Service Desk will also deliver unprecedented integration with both Operations
Manager and SCCM.
A very important platform aspect of Service Desk is a self-service portal.
We're focused on enabling end users to do as many things as possible. So IT
pros can define a policy. Then that policy is applied to the organization, and
the end user is empowered to automatically do things that the policy allows.
Forster: Service Desk seems to bring "designed for
operations" full circle by providing a means to feed production and user data
back into the development process through VSTS (Visual Studio Team System).
(Sam Guckenheimer, a group product planner in the VSTS group, explains the role
of VSTS in DSI in the Web-exclusive sidebar "System Center ‘Service Desk'
and VSTS: Where IT and Dev Meet," InstantDoc ID 95147)

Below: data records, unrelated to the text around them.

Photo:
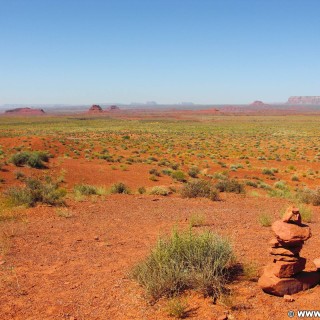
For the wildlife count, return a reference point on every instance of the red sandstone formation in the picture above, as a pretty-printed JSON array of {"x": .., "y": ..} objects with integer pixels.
[
  {"x": 25, "y": 111},
  {"x": 95, "y": 109},
  {"x": 285, "y": 274},
  {"x": 113, "y": 108},
  {"x": 258, "y": 103},
  {"x": 313, "y": 100}
]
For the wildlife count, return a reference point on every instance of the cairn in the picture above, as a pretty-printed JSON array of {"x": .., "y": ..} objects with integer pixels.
[{"x": 285, "y": 275}]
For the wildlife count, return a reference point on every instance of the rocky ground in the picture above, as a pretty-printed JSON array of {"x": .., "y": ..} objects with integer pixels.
[{"x": 75, "y": 264}]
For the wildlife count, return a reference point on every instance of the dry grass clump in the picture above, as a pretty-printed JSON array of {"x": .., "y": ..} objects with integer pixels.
[
  {"x": 186, "y": 260},
  {"x": 200, "y": 188},
  {"x": 37, "y": 191}
]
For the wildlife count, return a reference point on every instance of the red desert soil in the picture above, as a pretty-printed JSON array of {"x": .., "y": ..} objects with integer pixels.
[{"x": 78, "y": 268}]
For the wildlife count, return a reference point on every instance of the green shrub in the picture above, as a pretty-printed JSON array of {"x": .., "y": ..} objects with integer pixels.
[
  {"x": 33, "y": 159},
  {"x": 186, "y": 260},
  {"x": 154, "y": 172},
  {"x": 142, "y": 190},
  {"x": 197, "y": 220},
  {"x": 120, "y": 188},
  {"x": 309, "y": 196},
  {"x": 160, "y": 191},
  {"x": 268, "y": 171},
  {"x": 199, "y": 188},
  {"x": 177, "y": 308},
  {"x": 178, "y": 175},
  {"x": 85, "y": 189},
  {"x": 36, "y": 191},
  {"x": 193, "y": 172},
  {"x": 265, "y": 220},
  {"x": 230, "y": 185}
]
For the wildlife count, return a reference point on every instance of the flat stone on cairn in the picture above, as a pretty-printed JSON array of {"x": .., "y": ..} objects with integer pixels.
[{"x": 285, "y": 274}]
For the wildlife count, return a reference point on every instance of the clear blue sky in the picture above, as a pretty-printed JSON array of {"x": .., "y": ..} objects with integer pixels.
[{"x": 205, "y": 51}]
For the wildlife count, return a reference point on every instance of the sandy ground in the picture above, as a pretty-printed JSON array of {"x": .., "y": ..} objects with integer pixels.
[{"x": 78, "y": 267}]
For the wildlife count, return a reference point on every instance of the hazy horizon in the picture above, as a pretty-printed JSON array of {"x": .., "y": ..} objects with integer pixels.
[{"x": 206, "y": 52}]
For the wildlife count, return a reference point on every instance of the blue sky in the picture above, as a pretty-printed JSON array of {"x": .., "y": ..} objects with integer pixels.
[{"x": 204, "y": 51}]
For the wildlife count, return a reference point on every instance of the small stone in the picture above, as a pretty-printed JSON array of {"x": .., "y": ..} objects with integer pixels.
[
  {"x": 288, "y": 298},
  {"x": 271, "y": 284},
  {"x": 285, "y": 258},
  {"x": 286, "y": 269},
  {"x": 317, "y": 263},
  {"x": 291, "y": 251},
  {"x": 277, "y": 243},
  {"x": 290, "y": 233}
]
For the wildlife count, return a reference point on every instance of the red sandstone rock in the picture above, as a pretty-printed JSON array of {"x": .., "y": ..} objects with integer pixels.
[
  {"x": 290, "y": 251},
  {"x": 288, "y": 298},
  {"x": 286, "y": 269},
  {"x": 280, "y": 287},
  {"x": 285, "y": 258},
  {"x": 317, "y": 263},
  {"x": 289, "y": 233}
]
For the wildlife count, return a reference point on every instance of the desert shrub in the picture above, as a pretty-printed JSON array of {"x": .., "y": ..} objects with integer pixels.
[
  {"x": 265, "y": 220},
  {"x": 154, "y": 172},
  {"x": 166, "y": 172},
  {"x": 19, "y": 175},
  {"x": 37, "y": 191},
  {"x": 186, "y": 260},
  {"x": 267, "y": 171},
  {"x": 230, "y": 185},
  {"x": 33, "y": 159},
  {"x": 153, "y": 178},
  {"x": 197, "y": 220},
  {"x": 160, "y": 191},
  {"x": 281, "y": 185},
  {"x": 177, "y": 308},
  {"x": 85, "y": 189},
  {"x": 120, "y": 188},
  {"x": 178, "y": 175},
  {"x": 251, "y": 184},
  {"x": 200, "y": 188},
  {"x": 142, "y": 190},
  {"x": 193, "y": 172}
]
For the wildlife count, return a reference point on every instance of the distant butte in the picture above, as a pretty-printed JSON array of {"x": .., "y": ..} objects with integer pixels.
[
  {"x": 312, "y": 100},
  {"x": 258, "y": 103},
  {"x": 25, "y": 111},
  {"x": 95, "y": 109},
  {"x": 113, "y": 108}
]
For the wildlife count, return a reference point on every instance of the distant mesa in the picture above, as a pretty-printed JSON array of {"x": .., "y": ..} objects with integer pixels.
[
  {"x": 113, "y": 108},
  {"x": 311, "y": 100},
  {"x": 258, "y": 103},
  {"x": 95, "y": 108},
  {"x": 25, "y": 111}
]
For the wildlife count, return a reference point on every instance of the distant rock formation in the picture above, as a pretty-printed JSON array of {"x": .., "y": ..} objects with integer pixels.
[
  {"x": 313, "y": 100},
  {"x": 113, "y": 108},
  {"x": 25, "y": 111},
  {"x": 258, "y": 103},
  {"x": 95, "y": 109}
]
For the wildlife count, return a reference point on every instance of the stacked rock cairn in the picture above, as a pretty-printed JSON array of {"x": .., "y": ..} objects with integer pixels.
[{"x": 285, "y": 275}]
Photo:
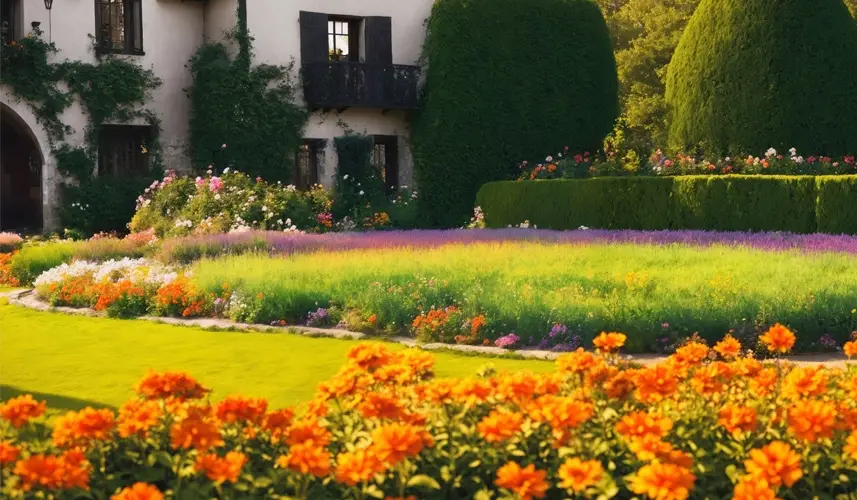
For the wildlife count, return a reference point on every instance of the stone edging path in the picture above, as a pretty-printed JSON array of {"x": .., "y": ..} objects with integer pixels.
[{"x": 25, "y": 298}]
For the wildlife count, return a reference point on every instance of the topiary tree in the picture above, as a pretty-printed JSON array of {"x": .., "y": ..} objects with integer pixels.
[
  {"x": 753, "y": 74},
  {"x": 507, "y": 80}
]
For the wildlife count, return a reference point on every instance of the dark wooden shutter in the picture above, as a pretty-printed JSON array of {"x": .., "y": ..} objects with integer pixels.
[
  {"x": 313, "y": 37},
  {"x": 379, "y": 40}
]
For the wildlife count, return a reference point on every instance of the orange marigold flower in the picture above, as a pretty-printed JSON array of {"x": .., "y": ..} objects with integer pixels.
[
  {"x": 750, "y": 488},
  {"x": 170, "y": 384},
  {"x": 235, "y": 409},
  {"x": 20, "y": 410},
  {"x": 737, "y": 419},
  {"x": 810, "y": 420},
  {"x": 850, "y": 349},
  {"x": 729, "y": 347},
  {"x": 577, "y": 474},
  {"x": 655, "y": 383},
  {"x": 662, "y": 481},
  {"x": 307, "y": 459},
  {"x": 527, "y": 482},
  {"x": 395, "y": 442},
  {"x": 80, "y": 428},
  {"x": 778, "y": 338},
  {"x": 8, "y": 452},
  {"x": 609, "y": 342},
  {"x": 805, "y": 382},
  {"x": 308, "y": 431},
  {"x": 357, "y": 466},
  {"x": 137, "y": 417},
  {"x": 139, "y": 491},
  {"x": 221, "y": 469},
  {"x": 641, "y": 424},
  {"x": 777, "y": 464},
  {"x": 499, "y": 425},
  {"x": 196, "y": 431}
]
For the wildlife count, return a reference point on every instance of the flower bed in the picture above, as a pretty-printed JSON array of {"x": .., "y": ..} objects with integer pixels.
[{"x": 707, "y": 423}]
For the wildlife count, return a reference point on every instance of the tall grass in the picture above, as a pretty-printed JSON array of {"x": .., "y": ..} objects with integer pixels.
[{"x": 646, "y": 291}]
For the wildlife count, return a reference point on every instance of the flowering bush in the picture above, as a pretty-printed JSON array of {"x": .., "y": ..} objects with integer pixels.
[{"x": 706, "y": 423}]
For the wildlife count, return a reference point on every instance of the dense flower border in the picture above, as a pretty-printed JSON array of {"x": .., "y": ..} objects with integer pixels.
[{"x": 706, "y": 423}]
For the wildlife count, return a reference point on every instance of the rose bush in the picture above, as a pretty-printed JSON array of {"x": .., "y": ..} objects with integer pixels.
[{"x": 706, "y": 423}]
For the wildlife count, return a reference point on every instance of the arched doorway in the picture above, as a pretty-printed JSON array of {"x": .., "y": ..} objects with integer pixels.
[{"x": 20, "y": 175}]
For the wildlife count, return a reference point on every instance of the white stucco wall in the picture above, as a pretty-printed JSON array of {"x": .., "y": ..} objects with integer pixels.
[{"x": 276, "y": 31}]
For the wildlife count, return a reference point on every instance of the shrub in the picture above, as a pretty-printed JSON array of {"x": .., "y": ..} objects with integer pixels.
[
  {"x": 597, "y": 428},
  {"x": 746, "y": 203},
  {"x": 507, "y": 80},
  {"x": 749, "y": 74}
]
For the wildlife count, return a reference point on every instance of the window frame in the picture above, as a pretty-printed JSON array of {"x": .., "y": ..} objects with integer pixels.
[{"x": 132, "y": 28}]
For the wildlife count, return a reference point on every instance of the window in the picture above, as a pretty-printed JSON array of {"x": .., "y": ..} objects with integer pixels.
[
  {"x": 119, "y": 26},
  {"x": 385, "y": 158},
  {"x": 306, "y": 163},
  {"x": 343, "y": 41},
  {"x": 122, "y": 150}
]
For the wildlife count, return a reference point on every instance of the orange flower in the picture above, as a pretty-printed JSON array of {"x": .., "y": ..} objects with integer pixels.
[
  {"x": 663, "y": 481},
  {"x": 20, "y": 410},
  {"x": 308, "y": 431},
  {"x": 577, "y": 475},
  {"x": 8, "y": 452},
  {"x": 776, "y": 463},
  {"x": 729, "y": 347},
  {"x": 850, "y": 349},
  {"x": 810, "y": 420},
  {"x": 736, "y": 419},
  {"x": 139, "y": 491},
  {"x": 851, "y": 446},
  {"x": 778, "y": 339},
  {"x": 655, "y": 383},
  {"x": 499, "y": 425},
  {"x": 805, "y": 382},
  {"x": 80, "y": 428},
  {"x": 137, "y": 417},
  {"x": 357, "y": 466},
  {"x": 306, "y": 459},
  {"x": 609, "y": 342},
  {"x": 641, "y": 425},
  {"x": 377, "y": 405},
  {"x": 750, "y": 488},
  {"x": 196, "y": 431},
  {"x": 223, "y": 469},
  {"x": 170, "y": 384},
  {"x": 237, "y": 409},
  {"x": 395, "y": 442},
  {"x": 527, "y": 483}
]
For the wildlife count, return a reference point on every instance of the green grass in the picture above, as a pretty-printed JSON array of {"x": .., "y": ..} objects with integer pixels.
[
  {"x": 526, "y": 287},
  {"x": 75, "y": 361}
]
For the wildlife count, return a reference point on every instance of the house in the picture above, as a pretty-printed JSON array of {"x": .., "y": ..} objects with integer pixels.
[{"x": 357, "y": 60}]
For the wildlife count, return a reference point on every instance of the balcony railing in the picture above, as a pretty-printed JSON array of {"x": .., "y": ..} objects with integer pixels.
[{"x": 339, "y": 84}]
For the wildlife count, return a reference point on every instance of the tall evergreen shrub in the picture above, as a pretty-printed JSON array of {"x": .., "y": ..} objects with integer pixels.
[{"x": 506, "y": 81}]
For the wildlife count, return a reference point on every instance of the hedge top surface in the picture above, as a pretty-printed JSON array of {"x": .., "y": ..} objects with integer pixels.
[{"x": 753, "y": 74}]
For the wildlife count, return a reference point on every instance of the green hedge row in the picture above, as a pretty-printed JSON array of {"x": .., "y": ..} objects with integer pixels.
[{"x": 799, "y": 204}]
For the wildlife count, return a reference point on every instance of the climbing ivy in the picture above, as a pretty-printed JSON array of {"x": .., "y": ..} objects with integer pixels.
[{"x": 253, "y": 109}]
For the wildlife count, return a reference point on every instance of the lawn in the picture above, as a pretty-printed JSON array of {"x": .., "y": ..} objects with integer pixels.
[
  {"x": 74, "y": 361},
  {"x": 646, "y": 291}
]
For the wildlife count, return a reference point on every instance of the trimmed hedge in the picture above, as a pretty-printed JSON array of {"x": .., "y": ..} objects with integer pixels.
[
  {"x": 753, "y": 74},
  {"x": 798, "y": 204},
  {"x": 506, "y": 81}
]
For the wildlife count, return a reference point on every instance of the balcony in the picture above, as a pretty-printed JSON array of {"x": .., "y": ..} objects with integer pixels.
[{"x": 340, "y": 85}]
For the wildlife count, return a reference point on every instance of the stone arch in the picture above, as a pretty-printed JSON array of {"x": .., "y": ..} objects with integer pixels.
[{"x": 19, "y": 127}]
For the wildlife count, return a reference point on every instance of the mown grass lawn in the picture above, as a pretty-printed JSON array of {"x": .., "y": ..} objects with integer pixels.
[{"x": 74, "y": 361}]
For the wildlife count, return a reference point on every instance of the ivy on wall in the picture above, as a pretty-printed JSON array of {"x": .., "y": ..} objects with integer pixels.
[
  {"x": 253, "y": 109},
  {"x": 112, "y": 90}
]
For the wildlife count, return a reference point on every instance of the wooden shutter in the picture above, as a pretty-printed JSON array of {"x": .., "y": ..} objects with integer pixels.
[
  {"x": 313, "y": 37},
  {"x": 379, "y": 40}
]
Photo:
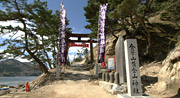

Tatarinov: "Designed for operations" is a prime DSI concept—DSI
being the connector of the entire system life cycle. Manageability and operational
disciplines need to come early in the cycle, and everybody who builds the system
needs to think about manageability. They need to be creating health, configuration,
and task models early in the design phase rather than employing the traditional
approach, which was: Build the system first, it goes into production as a black
box, and then someone else—like a traditional systems management vendor—comes
in and pokes at that black box to find out what's going on. You can't manage
the unmanageable. If a system is created as an unmanageable black box, it's
going to remain a black box and you'll just spend more money trying to manage
it. "Designed for operations" means there are no black boxes. The system is
created to be easily put into production and easily managed.
Forster: Integration of IT knowledge is a core tenet of DSI,
so how does Service Desk incorporate that knowledge?
Tatarinov: The knowledge we assembled and put into the market in
the form of Solution Accelerators will be encoded in Service Desk. Another important
aspect: Every serious IT organization has little books in which its knowledge
is written. Those organizations will be able to encode that knowledge and make
it residual. In Service Desk, you'll be able to define best practices and policies
for applying change or managing assets and for levels of approval, and it's
all going to live in the product.
Doing the Right Thing
System Center isn't going to make systems management sexy, but the vision of
enabling self-managing dynamic systems is going to help IT deal with its highest
priorities and greatest pain points. By focusing on simplifying IT, Microsoft
is protecting and conserving its greatest asset—its customers.